January 23, 2006

Wouldn't it be nice if lefty bloggers cared as much about the possible confirmation in the next week or two of Samuel Alito, as they do about their hurt feelings generated by a newspaper ombudsman's error? That the question even needs to be asked shows how unready we are to wield power in any positive way.

It's a test of priorities, of what is important and what is trivial, and we're failing it badly. "Working the ref" is something a coach does when his team has the talent to play competitively, and a little bit of verbal bullying on the margins might make a difference. Liberals aren't at that stage yet, even if we can successfully mau-mau the Washington Post into seeing things our way on the tangential issue of Jack Abramoff, his lobbying, and the highly disingenuous qualifier about whether he personally gave money to Democrats (bloggers' spin), merely directed tribes to toss them a dime (Post's spin), or convinced them to give less money to Democrats, without cutting them out (the truth).

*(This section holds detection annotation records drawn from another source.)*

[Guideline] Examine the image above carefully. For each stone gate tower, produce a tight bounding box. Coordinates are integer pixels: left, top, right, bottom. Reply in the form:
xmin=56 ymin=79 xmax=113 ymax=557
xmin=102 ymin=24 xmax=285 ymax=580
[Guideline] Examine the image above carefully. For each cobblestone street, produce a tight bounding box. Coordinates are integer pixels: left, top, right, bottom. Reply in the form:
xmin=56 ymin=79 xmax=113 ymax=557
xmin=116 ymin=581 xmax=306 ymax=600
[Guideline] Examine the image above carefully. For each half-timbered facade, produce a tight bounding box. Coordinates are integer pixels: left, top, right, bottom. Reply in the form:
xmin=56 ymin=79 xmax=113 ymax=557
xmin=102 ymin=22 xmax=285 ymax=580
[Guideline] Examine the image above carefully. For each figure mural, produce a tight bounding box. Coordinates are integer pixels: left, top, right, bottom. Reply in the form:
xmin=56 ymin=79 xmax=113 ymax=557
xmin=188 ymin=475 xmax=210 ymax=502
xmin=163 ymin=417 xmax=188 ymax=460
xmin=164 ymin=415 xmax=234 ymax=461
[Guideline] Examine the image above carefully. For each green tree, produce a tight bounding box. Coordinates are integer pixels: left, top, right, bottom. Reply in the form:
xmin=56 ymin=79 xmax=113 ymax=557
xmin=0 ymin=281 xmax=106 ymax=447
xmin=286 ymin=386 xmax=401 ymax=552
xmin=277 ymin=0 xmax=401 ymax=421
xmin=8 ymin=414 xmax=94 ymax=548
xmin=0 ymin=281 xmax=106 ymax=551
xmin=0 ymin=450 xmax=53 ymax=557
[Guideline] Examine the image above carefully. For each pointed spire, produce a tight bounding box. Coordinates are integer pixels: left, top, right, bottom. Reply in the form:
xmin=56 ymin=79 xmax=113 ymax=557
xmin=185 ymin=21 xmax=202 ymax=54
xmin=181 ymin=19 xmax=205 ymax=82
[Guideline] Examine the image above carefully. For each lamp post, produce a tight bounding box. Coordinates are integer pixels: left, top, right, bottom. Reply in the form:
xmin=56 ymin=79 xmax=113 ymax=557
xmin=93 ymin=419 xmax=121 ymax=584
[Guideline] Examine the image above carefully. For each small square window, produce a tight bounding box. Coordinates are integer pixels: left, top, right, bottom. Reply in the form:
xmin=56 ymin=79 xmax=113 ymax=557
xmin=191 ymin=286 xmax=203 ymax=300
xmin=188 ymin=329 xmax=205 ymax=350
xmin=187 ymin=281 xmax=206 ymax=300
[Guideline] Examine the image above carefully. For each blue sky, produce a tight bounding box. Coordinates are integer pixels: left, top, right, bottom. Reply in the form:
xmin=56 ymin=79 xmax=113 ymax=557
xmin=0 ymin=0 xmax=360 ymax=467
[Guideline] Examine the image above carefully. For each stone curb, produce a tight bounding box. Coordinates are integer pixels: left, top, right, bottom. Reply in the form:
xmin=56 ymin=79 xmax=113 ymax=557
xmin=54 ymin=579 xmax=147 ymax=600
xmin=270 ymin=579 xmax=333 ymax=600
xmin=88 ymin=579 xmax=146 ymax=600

What's really important is the corrupting influence of money in political campaigns, something that has been known to afflict a Democrat or two. Bullying newspapers into pretending that Abramoff's style of crookedness is some kind of uniquely conservative ailment, encoded in the genetic structure of Republicans, kills any effort to address that problem. To that end, real liberals back public financing of campaigns, a policy that the bloggers obsessed with Deborah Howell don't seem to care about.

Partisan media criticism is not an inevitable direction for blogs to take; witness the success of substantive bloggers like Josh Marshall and Kevin Drum, or the community building/organizing at Daily Kos. The fact that writing hate mail to newspapers seems to be the popular fad among liberal bloggers nowadays is a cancerous trend, which we must overcome to be worthy of power, in 2006 and thereafter.